The problem with this idea is that it is simply a new version of the old saw: if you sing these exercises in this sequence on these pitches and syllables, using this kind of pattern in your body to “breathe”, sooner or later your singing will get better.
This is simply not true. No matter what exercise you do, no matter what patterns of pitches and vowels or syllables, no matter whether your breathing is consciously “hooked up” or not, if you do not know what it is you are striving to accomplish by doing the exercises, they are worthless. If you want to develop “chest register” (or modal voice, or TA dominant production, or lower register, or heavy mechanism, or whatever you want to call that same function), you need to understand what that function is and how the body and throat are responding when that function shows up. That’s the key: when it SHOWS UP.
The voice is a reflex that occurs as a response to a stimulus from the mind. It is not something that we do, it is something that happens. The impulse to make out loud sound is a deliberate choice, albeit most times a spontaneous one. We do not decide to “vibrate our vocal folds” or “resonate our sinuses”. We decide to sing a pitch on a sustained or quick (staccato) sound, typically on a vowel, but not always. Exhalation is almost always involved, but you can make a pitched sound on inhalation, even though this is not what we would do unless we were surprised or startled. You can minimize the amount of air that passes out over the closed and vibrating vocal folds but you cannot make sound while holding your breath. Sound making and exhalation occur together. It is impossible not to “sing on the breath”. If you do not do this, you are dead.
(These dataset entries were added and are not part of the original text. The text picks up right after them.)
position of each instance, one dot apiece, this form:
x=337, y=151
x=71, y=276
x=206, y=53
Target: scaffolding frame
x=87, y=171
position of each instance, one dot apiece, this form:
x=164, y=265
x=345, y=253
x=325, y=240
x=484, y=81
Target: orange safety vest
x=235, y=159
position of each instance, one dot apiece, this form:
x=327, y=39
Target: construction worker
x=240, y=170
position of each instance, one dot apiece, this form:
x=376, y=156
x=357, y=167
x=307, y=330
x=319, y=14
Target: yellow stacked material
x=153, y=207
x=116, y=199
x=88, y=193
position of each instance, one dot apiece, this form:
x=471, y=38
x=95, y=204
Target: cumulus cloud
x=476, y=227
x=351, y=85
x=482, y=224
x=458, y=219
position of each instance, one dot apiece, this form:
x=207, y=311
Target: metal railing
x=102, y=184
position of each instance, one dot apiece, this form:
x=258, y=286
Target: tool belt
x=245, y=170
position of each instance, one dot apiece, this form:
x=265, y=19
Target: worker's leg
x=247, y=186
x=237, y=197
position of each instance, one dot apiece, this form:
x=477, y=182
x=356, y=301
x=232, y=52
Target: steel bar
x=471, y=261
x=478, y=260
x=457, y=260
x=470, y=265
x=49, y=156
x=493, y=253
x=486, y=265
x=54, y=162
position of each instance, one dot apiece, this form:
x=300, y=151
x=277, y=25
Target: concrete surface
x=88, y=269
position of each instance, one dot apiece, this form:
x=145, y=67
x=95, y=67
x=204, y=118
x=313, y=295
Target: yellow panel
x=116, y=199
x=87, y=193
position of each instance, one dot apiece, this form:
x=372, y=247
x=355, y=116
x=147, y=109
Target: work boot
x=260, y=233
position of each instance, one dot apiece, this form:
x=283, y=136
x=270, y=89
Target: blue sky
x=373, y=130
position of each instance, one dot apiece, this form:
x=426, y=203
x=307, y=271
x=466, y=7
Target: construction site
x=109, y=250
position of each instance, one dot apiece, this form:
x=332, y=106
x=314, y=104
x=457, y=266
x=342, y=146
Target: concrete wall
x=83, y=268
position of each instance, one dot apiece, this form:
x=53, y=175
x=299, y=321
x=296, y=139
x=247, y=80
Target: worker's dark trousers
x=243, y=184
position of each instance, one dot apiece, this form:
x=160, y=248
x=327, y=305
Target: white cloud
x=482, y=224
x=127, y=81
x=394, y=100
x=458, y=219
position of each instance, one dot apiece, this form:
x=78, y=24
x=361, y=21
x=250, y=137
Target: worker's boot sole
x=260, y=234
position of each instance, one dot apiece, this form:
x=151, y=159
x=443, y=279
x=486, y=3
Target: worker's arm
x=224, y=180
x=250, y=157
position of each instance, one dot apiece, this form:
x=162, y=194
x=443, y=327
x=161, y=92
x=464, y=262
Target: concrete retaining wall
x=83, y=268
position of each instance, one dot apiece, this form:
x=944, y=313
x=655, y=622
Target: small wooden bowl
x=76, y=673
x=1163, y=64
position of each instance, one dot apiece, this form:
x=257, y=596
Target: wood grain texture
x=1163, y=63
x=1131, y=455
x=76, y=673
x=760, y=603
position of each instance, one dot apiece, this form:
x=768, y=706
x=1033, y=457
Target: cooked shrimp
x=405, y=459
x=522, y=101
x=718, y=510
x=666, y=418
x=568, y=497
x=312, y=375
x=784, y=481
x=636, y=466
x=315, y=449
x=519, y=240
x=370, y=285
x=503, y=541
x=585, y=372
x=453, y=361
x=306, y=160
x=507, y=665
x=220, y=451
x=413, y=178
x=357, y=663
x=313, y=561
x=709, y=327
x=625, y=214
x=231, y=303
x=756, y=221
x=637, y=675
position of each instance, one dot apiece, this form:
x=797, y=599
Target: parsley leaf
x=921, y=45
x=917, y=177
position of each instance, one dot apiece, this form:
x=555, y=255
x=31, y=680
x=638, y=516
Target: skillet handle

The musically based vocal exercises given without regard to the responses that should arise are almost limitless. You do them a certain way because someone you trusted told you to do them that way. If they work, good. If not, too bad for you or your student.
If you gather a group of experienced vocalists in a room and ask them about any exercise, “What should this exercise elicit from a human throat/voice?” you won’t get very many answers. And, for every answer you do get, a high percentage of them will be incorrect. What we feel when we sing isn’t always what the throat is actually doing. Perception isn’t the same as response within the system.
Exercises used as a means to an end (free and complete singing voice function) can be very helpful. One single five note scale, done in various ways, can take you very far to having a highly functional, professionally viable voice. Dozens of exercises, done mindlessly and/or incorrectly, can waste your time, cost you money and even cause you harm.
It’s not the what, it’s the HOW. It isn’t the what it is the WHY. You cannot know what these elements are without also putting them into a very specific context. The principles upon which the exercises rest have to do with a teaching philosophy. The context has multiple parameters including vocal health, personal ability, musical expectations, and other related factors or goals.
Singing training is never about the exercises. It is about what it done with those exercises. This is not a mystery. If you do not know, and you sing or teach, find out!!!!!